Speaking to the International Development Committee, Steve Reeves said that organisations need to behave as though this sort of abuse is happening, even if there is no evidence of it, “because there most certainly is”.
Reeves was answering a question from the panel on whether “predatory paedophiles” would actively look to work for aid agencies.
He said that sex abuse in the UK is now known to be far more prevalent than ever thought before, and that “these people will actively seek out opportunities to access children, and they can access children in places where jurisdictions are weaker and where regulations are poorer”.
He said that “there is no doubt that there are people with a sexual interest in children that actively seek out opportunities to work with children,” and that it is a “very considerable problem”.
Adding: “It is beyond a doubt that there is more abuse going on than we know about.

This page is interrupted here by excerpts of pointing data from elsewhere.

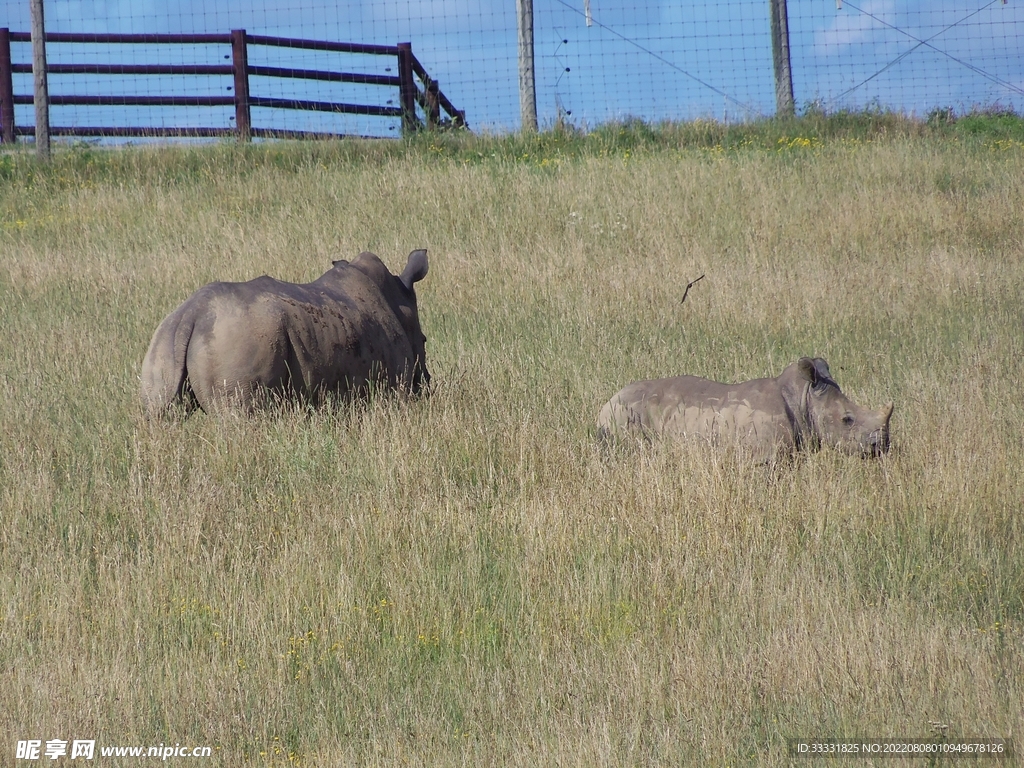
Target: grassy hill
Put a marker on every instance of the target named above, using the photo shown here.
(467, 579)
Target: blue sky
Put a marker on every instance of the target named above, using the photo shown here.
(651, 58)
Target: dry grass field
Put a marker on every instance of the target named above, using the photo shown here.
(468, 579)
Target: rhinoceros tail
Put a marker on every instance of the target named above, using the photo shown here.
(165, 377)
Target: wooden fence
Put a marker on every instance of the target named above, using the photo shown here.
(416, 87)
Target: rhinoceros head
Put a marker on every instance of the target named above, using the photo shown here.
(833, 419)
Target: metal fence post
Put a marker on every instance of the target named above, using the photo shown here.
(6, 90)
(407, 88)
(240, 60)
(40, 90)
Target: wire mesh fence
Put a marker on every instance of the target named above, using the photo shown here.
(596, 60)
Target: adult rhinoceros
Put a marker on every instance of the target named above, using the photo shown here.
(801, 409)
(231, 344)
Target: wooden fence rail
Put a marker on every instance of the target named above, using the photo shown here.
(424, 93)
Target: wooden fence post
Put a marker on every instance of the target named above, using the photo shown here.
(527, 80)
(780, 54)
(6, 90)
(433, 107)
(407, 88)
(240, 60)
(41, 94)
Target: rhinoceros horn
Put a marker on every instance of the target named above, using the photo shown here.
(416, 268)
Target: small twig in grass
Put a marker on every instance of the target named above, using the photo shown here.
(689, 286)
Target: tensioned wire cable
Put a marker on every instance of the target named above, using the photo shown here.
(927, 44)
(665, 60)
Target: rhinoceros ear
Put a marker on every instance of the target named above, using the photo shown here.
(816, 372)
(416, 268)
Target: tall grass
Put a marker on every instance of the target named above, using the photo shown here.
(467, 579)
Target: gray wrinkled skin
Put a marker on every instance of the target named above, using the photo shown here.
(231, 346)
(800, 410)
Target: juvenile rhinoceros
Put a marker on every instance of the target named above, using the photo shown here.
(231, 344)
(801, 409)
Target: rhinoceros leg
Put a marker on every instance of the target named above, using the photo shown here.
(164, 379)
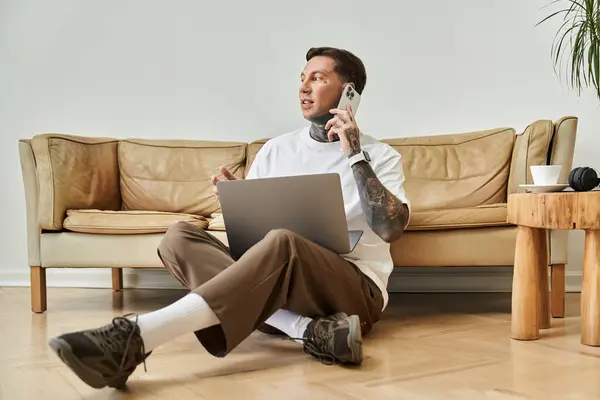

“The message to organisations should be we behave as if this abuse is happening, even if we see no evidence of it. Because there most certainly is and we should behave actively as if it is happening, and put measure in places even if we see no direct evidence of it.”
Reeves told the panel that last year Save the Children spent in excess of £100,000 on DBS checks.
In response, the committee’s chair Stephen Twigg MP said: “I’ve got a horrible feeling we are just reaching at the surface of this.”
‘Predatory males as gatekeepers’
Reeves was sitting on the panel alongside Save the Children’s chief executive Kevin Watkins.
Watkins told the panel that it was often a case of “predatory males in positions of power as gatekeepers.”
He said that the safeguarding concerns that have emerged recently are likely to be widespread, as “the problem is if you put poison into a river all those that use the river will be effected”.
Get it wrong and the ‘whole house of cards comes crumbling’
Watkins called for a globalisation of DBS checks, and promoted the idea of a humanitarian passport system to track and accredit aid workers.
He said: “The argument against the humanitarian passport system that us and a lot of agencies have advocated for is that it would be terribly complicated and difficult to put in as we don’t have a global or multilateral framework to do so. My short answer is create one.
“It is clearly a complicated problem but the consequences of not doing it are monumental, leaving aside the reputational affects for agencies. So we have to tackle this. If we get this one area of regulatory activity wrong this whole house of cards comes crumbling.”
Watkins said we “have to recognise that this is not the occasional bad apple we are dealing with here. It is a structural and systematic problem we have to deal with through proper integration.”
Staff dismissals from safeguarding and harassment cases
Answering questions on the number of child safeguarding cases raised with Save the Children, Watkins said that in 2016, the last year he had comprehensive data for, there were 193 child safeguarding cases. Of these, 53 were taken to a full investigation. And of those investigated, 20 cases involved files being handed to the police, and 11 people were dismissed from their roles at Save the Children.
But he said that it is always difficult to know “if you are catching the tip of the iceberg, or the iceberg itself”.
He said in terms of sexual harassment cases of adults, there were around 35 cases raised across the whole of Save the Children International’s programme delivery platform last year, of which 19 resulted in staff dismissals.